The Miserere: A Religious Legend

Maundy Thursday The Miserere, a religious legend by Gustavo Adolfo Becquer
Maundy Thursday – The Miserere, a religious legend by Gustavo Adolfo Becquer

Gustavo Adolfo Bécquer

Gustavo Adolfo Bécquer, (Seville, February 17, 1836-Madrid, December 22, 1870), was a Spanish poet and storyteller of the Post-Romanticism era.

Although in life he already achieved some fame, only after his death and after the publication of all his writings did he obtain the prestige he has today.

Today he is considered one of the most important figures in Spanish literature and is considered by some as the most-read writer after Miguel de Cervantes.

Gustavo Adolfo Bécquer by his brother, Valeriano Bécquer
Gustavo Adolfo Bécquer, painting by his brother, Valeriano Bécquer

His “Rhymes and the Legends” (Rimas y Leyendas), a collection of poems and stories collected together, constitute one of the most popular books in Hispanic literature.

Translated below, is one of his most famous legends: The Miserere

The Miserere

A few months ago I visited the renowned Abbey of Fitero, and while I was looking through some of the books in the abandoned library, in one corner I discovered several old sheets of music that were covered with dust and had already been chewed on by rats.

It was a Miserere.


I know very little about music, but I enjoy listening to it so much that, even if I don’t understand it, I have sometimes taken a musical score and spent time leafing through the pages, examining the complicated groups of notes, the semicircles and triangles, and the strange thing they call keys; all that, without understanding anything or receiving much benefit from it.

Consistent with this mania of mine, I looked through the sheets of music and the first thing I noticed was the fact that, although the last page ended with the word finis, which in Latin means “The end,” the Miserere was not finished, because the music did not have more than ten verses.

This was what got my attention at first, but when I looked more closely at the sheets of music, I noticed that, instead of the Italian terms they usually use, like maestoso, allegro, ritardando, più vivo, pianissimo, there were some lines written in fine print in German, some of which mentioned things that would be difficult to do, like: “they are creaking…, the bones creak and it should seem like cries that come from the marrow”; or this other one, “the chord moans without being out of tune, the brass thunders but does not deafen; therefore, everything is heard and nothing is lost, and all of this is Humanity that sobs and moans”; and then undoubtedly the strangest of all, at the end of the final verse it declared:

“The notes are bones covered with flesh; undying light, the heavens and their harmony…, strength!…, strength and sweetness.”


“Once I was able to translate some of the phrases that seem to be written by a madman, I asked an elderly man who was with me, “Do you know what this means?”

The old man then told me the story, which I am now going to repeat for you.

The Miserere.
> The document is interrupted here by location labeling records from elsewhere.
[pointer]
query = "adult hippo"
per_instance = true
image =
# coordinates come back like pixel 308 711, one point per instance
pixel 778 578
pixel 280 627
A religious legend by Gustavo Adolfo Becquer
The Miserere. A religious legend by Gustavo Adolfo Becquer

I

Many years ago, on a dark and rainy night, a pilgrim arrived at the door to the cloister of this Abbey and he asked for a fire to dry his clothes, some bread to satisfy his hunger, and a place to stay until the next day when he would continue his journey.


After giving the pilgrim a light meal, a plain bed, and a fire to warm and dry him, and after he had time to recover from his fatigue, the lay brother who provided these services asked him about the purpose of his pilgrimage and the destination to which he was travelling.


“I am a musician,” then he answered. “I was born far from here, and in my homeland, I had achieved great renown. When I was young, I used my artistic talent as a weapon of seduction and with it, I ignited some passions that led me to a crime. Now that I am old I want to take the abilities I used for evil and use them for something good; in this way, I hope to redeem myself with the very thing that would condemn me.”

Since these enigmatic words of the stranger were not clear to the lay brother whose curiosity had been awakened, he asked more questions, and the pilgrim continued in this fashion:


“Deep inside me I was feeling guilt for what I had done; I wanted to ask God for forgiveness but couldn’t find the appropriate words to express my repentance when, by chance, my eyes happened to fall on a sacred book. I opened it and on one of its pages, I found an example of true contrition, a psalm of David which begins: Miserere mei, Deus!

Ever since the moment when I read the words of that psalm, my only thought has been to discover a musical form, so magnificent and so sublime, that it could express the glorious hymn of pain by the Prophet King. I still haven’t found it; but if I am ever able to convey what I feel in my heart and what I hear in my mind, I am sure to create a Miserere so marvellous that nothing on earth could compare to it, so poignant that on hearing the first chord the archangels will join me and they will say to the Lord: “Have mercy!”; and the Lord will have mercy for his poor creature.”

On reaching this point in his story, the pilgrim was quiet for a moment and then, with a sigh, he continued speaking. The lay brother, some servants of the abbey, and several shepherds from the farm belonging to the abbey were all gathered in a circle around him, and they listened with great interest.

“After that,” he continued, “I travelled through the entire country of Germany, all of Italy, and most of this classical country, searching for religious music; but I still have not found a Miserere that could inspire me, and I have now listened to so many that I think I have heard them all.”

'The Musician' from The Miserere, a Legend by Gustavo Adolfo Becquer
‘The Musician’ from The Miserere, a Legend by Gustavo Adolfo Becquer


“Heard them all,” one of the shepherds asked, interrupting him, “but have you heard the Miserere of the Mountain?”


“The Miserere of the Mountain!” said the musician with an air of puzzlement. “What Miserere is that?”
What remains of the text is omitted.